The same page writes the title and attendees into the sidecar file alongside the recording, so the notes engine has what it needs from the start. This is the lane most useful for one-off meetings and for anyone who finds dragging a file into a web page easier than syncing Drive.
Lane 3: email forward
Most conferencing tools email you a link or an attachment after a call ends. Lane 3 catches that. Set up a dedicated inbound address — something like notes@your-company.com — via Amazon SES. Forward the tool’s recording email to that address and the notetaker takes it from there. SES writes the raw message to s3://mn-raw-mime/. The S3 write triggers a small parser Lambda that walks the message, finds the audio or video attachment, and copies it to the recordings bucket. If the email contains a download link instead of an attachment, the parser follows the link and pulls the file down.

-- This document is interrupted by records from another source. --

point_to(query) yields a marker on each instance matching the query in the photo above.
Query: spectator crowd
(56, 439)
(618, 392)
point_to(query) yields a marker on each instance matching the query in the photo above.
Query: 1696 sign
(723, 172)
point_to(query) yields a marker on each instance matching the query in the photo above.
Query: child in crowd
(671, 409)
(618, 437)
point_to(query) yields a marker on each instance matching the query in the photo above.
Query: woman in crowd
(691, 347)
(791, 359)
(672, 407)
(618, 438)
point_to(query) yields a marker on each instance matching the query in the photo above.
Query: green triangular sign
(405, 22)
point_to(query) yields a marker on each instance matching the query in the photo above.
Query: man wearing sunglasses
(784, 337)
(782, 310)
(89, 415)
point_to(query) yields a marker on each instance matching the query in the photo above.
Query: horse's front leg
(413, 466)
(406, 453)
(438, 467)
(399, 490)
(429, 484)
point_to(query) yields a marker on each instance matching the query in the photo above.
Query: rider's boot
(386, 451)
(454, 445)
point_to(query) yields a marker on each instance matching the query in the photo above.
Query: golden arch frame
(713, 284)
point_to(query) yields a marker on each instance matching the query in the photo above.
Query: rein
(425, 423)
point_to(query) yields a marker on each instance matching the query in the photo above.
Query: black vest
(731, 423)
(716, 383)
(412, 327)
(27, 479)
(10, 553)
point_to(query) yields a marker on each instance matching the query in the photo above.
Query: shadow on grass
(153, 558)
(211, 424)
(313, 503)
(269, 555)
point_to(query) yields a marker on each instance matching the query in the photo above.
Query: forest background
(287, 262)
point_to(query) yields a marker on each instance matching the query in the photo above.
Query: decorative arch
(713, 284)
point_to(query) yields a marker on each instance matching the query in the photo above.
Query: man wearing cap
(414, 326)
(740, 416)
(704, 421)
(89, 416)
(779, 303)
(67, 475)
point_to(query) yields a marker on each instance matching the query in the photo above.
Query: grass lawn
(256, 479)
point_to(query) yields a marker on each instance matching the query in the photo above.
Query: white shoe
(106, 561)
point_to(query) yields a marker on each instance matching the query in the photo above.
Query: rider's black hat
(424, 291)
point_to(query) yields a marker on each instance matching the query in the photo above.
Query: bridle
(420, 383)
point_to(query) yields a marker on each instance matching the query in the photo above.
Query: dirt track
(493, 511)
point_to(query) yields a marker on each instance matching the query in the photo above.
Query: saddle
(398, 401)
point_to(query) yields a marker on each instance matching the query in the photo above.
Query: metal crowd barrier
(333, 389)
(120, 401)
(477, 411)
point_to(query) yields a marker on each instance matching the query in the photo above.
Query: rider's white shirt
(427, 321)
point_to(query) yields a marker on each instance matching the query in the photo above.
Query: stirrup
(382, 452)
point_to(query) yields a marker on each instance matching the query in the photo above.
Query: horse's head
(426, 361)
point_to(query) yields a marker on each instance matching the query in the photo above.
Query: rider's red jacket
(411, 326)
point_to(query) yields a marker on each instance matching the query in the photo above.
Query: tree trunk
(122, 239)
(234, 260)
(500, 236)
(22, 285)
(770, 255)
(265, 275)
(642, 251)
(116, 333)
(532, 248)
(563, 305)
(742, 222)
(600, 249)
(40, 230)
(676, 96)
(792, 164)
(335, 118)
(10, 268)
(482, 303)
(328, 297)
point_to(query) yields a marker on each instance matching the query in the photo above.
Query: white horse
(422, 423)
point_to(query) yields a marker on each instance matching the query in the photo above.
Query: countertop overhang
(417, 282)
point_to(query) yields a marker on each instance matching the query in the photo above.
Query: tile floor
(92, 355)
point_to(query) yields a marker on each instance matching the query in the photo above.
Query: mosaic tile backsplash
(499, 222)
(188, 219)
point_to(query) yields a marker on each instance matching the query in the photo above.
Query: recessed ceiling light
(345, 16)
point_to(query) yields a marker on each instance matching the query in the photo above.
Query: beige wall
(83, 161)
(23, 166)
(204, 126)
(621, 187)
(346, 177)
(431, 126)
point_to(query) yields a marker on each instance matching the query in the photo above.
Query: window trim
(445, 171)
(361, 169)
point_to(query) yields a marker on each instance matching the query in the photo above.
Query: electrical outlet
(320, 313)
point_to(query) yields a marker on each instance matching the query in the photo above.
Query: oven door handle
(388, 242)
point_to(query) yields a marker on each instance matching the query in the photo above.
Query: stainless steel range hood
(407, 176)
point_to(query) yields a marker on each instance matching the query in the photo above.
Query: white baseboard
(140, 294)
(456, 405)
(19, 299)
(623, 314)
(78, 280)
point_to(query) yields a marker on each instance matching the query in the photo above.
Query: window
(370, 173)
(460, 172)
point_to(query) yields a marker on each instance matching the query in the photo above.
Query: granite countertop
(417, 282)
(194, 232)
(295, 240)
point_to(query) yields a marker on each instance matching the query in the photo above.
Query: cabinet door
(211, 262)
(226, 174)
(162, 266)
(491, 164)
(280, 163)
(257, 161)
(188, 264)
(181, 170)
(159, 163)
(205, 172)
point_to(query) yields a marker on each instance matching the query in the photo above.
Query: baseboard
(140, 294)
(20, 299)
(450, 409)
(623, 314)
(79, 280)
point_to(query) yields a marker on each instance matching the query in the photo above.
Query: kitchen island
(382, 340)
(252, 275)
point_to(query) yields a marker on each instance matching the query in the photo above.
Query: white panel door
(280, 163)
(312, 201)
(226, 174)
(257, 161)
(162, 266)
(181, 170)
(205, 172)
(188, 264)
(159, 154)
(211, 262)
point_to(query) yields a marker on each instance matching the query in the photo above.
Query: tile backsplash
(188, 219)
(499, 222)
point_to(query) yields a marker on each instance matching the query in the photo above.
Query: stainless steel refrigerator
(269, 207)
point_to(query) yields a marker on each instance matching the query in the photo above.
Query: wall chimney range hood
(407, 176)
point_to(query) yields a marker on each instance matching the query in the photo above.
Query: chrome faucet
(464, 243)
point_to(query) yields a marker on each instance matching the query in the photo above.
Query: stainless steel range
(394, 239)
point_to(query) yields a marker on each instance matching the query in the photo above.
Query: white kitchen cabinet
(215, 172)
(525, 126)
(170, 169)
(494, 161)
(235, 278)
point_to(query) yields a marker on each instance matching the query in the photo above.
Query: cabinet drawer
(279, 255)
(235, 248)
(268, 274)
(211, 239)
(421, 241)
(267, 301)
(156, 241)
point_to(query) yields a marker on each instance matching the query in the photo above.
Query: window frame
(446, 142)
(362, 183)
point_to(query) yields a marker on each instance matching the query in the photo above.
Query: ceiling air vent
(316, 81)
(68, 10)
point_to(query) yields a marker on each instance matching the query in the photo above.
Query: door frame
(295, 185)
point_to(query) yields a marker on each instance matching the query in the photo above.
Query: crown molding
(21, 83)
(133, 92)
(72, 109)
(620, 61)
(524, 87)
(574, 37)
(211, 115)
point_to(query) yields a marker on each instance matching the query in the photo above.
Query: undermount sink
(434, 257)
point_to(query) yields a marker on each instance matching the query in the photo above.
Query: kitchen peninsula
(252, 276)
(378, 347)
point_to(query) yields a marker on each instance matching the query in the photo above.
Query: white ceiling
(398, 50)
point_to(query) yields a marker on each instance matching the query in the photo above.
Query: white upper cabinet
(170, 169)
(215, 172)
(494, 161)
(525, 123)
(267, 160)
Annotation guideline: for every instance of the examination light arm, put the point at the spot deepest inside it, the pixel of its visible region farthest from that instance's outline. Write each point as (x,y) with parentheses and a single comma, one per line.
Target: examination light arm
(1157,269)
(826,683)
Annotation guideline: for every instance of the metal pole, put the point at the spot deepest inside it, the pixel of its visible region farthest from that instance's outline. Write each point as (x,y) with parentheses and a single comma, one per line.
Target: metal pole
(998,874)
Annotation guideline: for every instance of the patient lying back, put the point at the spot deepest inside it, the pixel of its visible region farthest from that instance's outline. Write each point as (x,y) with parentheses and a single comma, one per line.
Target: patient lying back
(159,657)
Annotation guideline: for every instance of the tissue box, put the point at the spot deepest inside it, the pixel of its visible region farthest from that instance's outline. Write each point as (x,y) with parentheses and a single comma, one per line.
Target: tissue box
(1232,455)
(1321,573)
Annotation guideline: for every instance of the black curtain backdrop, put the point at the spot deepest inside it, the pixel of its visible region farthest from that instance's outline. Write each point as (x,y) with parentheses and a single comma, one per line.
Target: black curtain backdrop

The forwarding lane is the most hands-off of the three: no app to open, no folder to sync. For teams whose tool already emails them the recording, forwarding is one tap, and the notetaker handles the rest.
Why S3 stays the one place the pipeline reads
Three lanes in, but only one place the pipeline actually looks. That’s a deliberate constraint. If each lane handed files to the notes engine in its own way, every “why didn’t this meeting get notes?” question would mean checking three different paths. Funneling everything through one S3 bucket means there is exactly one trigger — a new file lands, a Transcribe job starts — no matter how the file arrived. The convenience lanes are first-class for getting recordings in, but they all pass through the same door.